EŞ VE YAKIN ANLAMLI / ANLAMDAŞ KELİMELER
Yazılışları ve okunuşları farklı anlamları aynı olan sözcüklere eş anlamlı (anlamdaş) kelimeler-sözcükler denir.
* Bunlar cümlede birbiriyle yer değiştirdiklerinde cümlenin anlamında değişiklik ve bozulma olmaz. Yukarıda örnekler verilmiştir.

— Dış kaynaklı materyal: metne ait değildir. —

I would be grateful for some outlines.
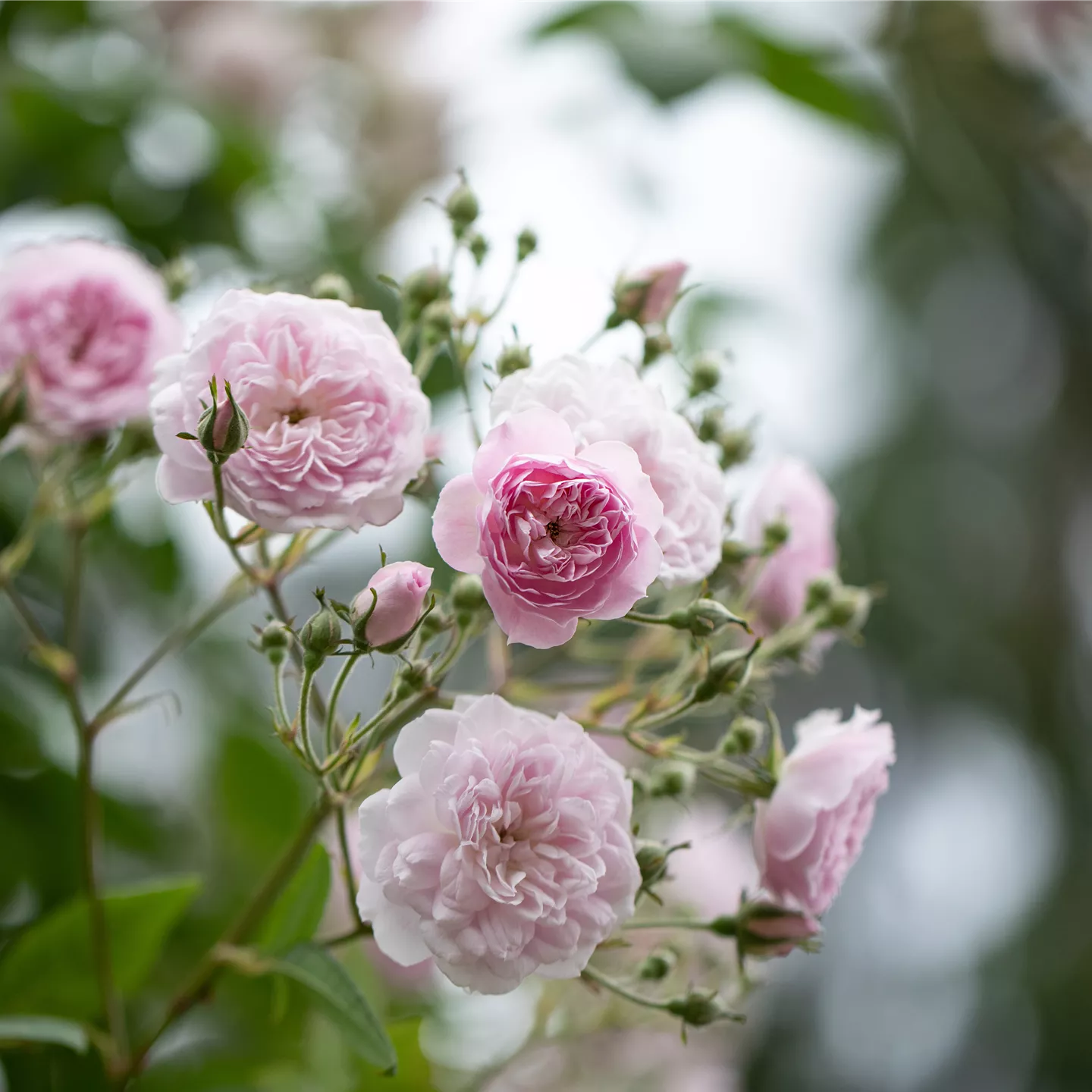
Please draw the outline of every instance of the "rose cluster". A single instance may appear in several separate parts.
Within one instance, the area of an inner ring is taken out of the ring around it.
[[[476,205],[465,194],[449,205],[456,239],[473,252]],[[533,239],[521,236],[520,260],[532,251]],[[351,605],[320,594],[305,627],[277,622],[263,633],[278,701],[285,650],[300,653],[299,713],[281,717],[277,731],[309,769],[328,778],[351,768],[367,747],[381,749],[393,725],[397,780],[359,809],[357,905],[397,963],[434,959],[453,982],[484,993],[510,990],[532,973],[580,975],[632,917],[639,892],[669,871],[667,853],[634,841],[633,782],[594,740],[603,727],[594,714],[585,731],[565,713],[498,695],[460,696],[424,712],[413,704],[440,703],[444,673],[489,624],[535,650],[562,649],[582,627],[619,619],[673,638],[682,630],[704,649],[687,661],[699,673],[689,695],[656,704],[650,691],[610,731],[654,761],[679,758],[755,800],[763,893],[725,906],[734,916],[711,924],[741,951],[783,954],[814,935],[814,918],[862,851],[894,760],[878,712],[858,709],[845,722],[814,713],[797,725],[787,756],[771,743],[762,759],[763,728],[746,716],[732,722],[715,753],[654,735],[693,705],[725,698],[738,705],[773,656],[814,652],[840,627],[859,626],[864,613],[862,593],[836,580],[834,501],[805,464],[770,470],[741,538],[732,538],[725,464],[735,456],[692,419],[700,400],[714,396],[716,376],[696,372],[688,416],[646,370],[669,344],[662,328],[684,272],[670,263],[616,288],[607,329],[638,325],[642,360],[566,356],[529,367],[526,353],[506,358],[491,428],[467,472],[436,499],[436,549],[463,574],[439,607],[432,570],[403,560],[384,563]],[[183,346],[161,282],[136,256],[83,241],[29,248],[0,270],[0,373],[24,396],[22,424],[46,436],[84,440],[149,415],[161,495],[207,502],[241,558],[247,535],[228,530],[225,510],[262,533],[295,536],[383,525],[415,483],[427,496],[435,443],[422,361],[458,324],[438,273],[407,282],[404,295],[408,339],[378,312],[340,299],[233,290]],[[720,410],[710,413],[702,420]],[[247,562],[244,570],[254,574]],[[725,589],[734,591],[722,602]],[[669,609],[638,609],[644,600]],[[743,642],[745,631],[765,644]],[[443,633],[449,646],[430,652]],[[402,656],[378,720],[368,733],[339,735],[331,709],[328,752],[316,755],[307,713],[318,668],[344,654],[352,669],[376,651]],[[419,715],[395,717],[404,711]],[[653,795],[689,784],[677,771],[642,776],[652,778]],[[351,780],[342,786],[355,788]],[[717,1011],[702,997],[663,1007],[699,1023]]]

* Sözcüklerin eş anlamlı olup olmadıkları, cümle içindeki kullanımlarından belli olur. Yani bir sözcüğün farklı cümlelerde değişik eş anlamları karşımıza çıkabilir.
Örnek :
- Kömür karası gözleri ışıl ışıl parlıyordu. (Kara-Siyah)
- Dost, kara günde belli olur. (Kara-Kötü)
* Eş anlamlılıkla ilgili sorular, bazen "altı çizili sözcüğün cümleye kattığı anlam", "hangisinde...anlamı vardır?" gibi de sorulabilir.
Anlamdaş (eş anlamlı) olmadıkları halde zaman zaman birbirinin yerine kullanılan sözcüklere yakın anlamlı sözcükler denir. Bakmak, görmek, izlemek, seyretmek gibi.